To what degree does your cultural background/heritage influence your work?
For a long time I resisted the idea that my cultural background had any influence in my work, especially as art that is not made by white artists tends to be exoticized. But, with time, I’ve realized my background and upbringing, as with any person, is part of who I am and therefore it is very present in the work, sometimes unintentionally.
What draws you to create with a medium in particular?
The medium is very often what guides me. I work with materials that I like, I’m attracted to or find interesting. It can be anything from a gorgeous textile I picked up at a market, a crochet flower made by my mother to an ordinary object salvaged from trash on the street.
How does the medium help to depict your ideas?
I usually start with a general, vague idea and as I combine materials, the materials themselves show me the way. It is a lot of trying out of different material combinations and then paying close attention to what happens, until I find what works.
Why do you use the colors/forms/shapes/textures/patterns that you do?
Because I love them! I like to work with textures and colors that I love, find interesting and make me happy. I also employ textures and materials associated with body adornment, joy and celebration, such as sequined fabrics, metallics, jewelry, rhinestones, feathers, beads, etc.
Who/ what do you draw inspiration from creatively? Whether it is musical, visual, literary, religious, etc sources?
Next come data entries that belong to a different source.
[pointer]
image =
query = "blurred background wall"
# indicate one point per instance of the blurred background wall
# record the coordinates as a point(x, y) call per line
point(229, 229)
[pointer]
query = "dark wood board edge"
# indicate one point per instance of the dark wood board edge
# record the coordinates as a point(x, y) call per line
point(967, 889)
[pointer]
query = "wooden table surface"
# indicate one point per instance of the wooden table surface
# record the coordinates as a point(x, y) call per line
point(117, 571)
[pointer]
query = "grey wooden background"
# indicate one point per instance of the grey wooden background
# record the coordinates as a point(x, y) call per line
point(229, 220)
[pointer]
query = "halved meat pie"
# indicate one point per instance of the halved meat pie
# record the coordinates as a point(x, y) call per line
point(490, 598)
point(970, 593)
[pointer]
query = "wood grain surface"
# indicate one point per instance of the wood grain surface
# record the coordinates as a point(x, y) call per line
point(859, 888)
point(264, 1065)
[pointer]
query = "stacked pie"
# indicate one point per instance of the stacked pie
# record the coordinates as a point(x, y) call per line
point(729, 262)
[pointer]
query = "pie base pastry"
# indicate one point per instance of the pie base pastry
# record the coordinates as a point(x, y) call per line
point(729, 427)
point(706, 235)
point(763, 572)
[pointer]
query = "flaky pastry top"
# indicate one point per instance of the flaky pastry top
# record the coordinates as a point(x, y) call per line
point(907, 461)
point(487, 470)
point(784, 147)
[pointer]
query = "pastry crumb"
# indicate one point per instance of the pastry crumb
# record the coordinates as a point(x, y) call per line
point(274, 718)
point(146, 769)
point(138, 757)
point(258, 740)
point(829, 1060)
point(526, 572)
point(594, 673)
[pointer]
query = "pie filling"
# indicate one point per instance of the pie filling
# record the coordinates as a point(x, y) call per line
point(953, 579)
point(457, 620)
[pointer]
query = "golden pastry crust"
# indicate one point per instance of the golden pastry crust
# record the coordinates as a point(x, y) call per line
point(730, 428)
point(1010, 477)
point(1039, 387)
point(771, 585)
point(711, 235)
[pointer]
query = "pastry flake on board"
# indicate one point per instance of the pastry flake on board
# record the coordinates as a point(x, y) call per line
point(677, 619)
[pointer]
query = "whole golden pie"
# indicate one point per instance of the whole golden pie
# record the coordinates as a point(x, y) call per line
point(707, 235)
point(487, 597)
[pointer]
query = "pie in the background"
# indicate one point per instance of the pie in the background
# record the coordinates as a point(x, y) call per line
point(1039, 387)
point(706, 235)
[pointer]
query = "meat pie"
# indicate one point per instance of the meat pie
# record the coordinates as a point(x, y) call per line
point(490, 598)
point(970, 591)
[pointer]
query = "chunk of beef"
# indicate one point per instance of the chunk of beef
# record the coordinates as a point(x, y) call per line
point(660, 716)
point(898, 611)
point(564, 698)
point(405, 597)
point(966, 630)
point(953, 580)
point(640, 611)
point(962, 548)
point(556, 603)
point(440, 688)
I draw inspiration mainly from Nature, but also from many different contemporary artists such as, Kiki Smith, Olga de Amaral, Rina Banarjee, Marisol, Doris Salcedo as well as, artist friends such as Elena Herzog, Rachelle Mozman and Esperanza Cortes. In the past year, I’ve become increasingly interested in anti-colonialist, indigenous philosophy and their ways of relating to nature and the world around us, through for instance, the writings of Robin Wall Kimmerer.
What do you do to pull yourself out of a creative block?
I would say I try to avoid creative blocks by keeping a work routine. If I take a long break from working in the studio, which sometimes happens, I find it’s easy to get stuck and creatively blocked. One strategy that works for me is to work on several works at the same time, so you always have something unfinished to get back to, after a long work interruption.
What is the desired effect that you hope for your art to have on its viewers?
I hope for the work to bring joy and wonderment to the viewer, while also bringing awareness to social and environmental issues that we may not like or want to confront.
One thought on “Lina Puerta”
Love your work here! ‘Basket & Watches’ particularly so!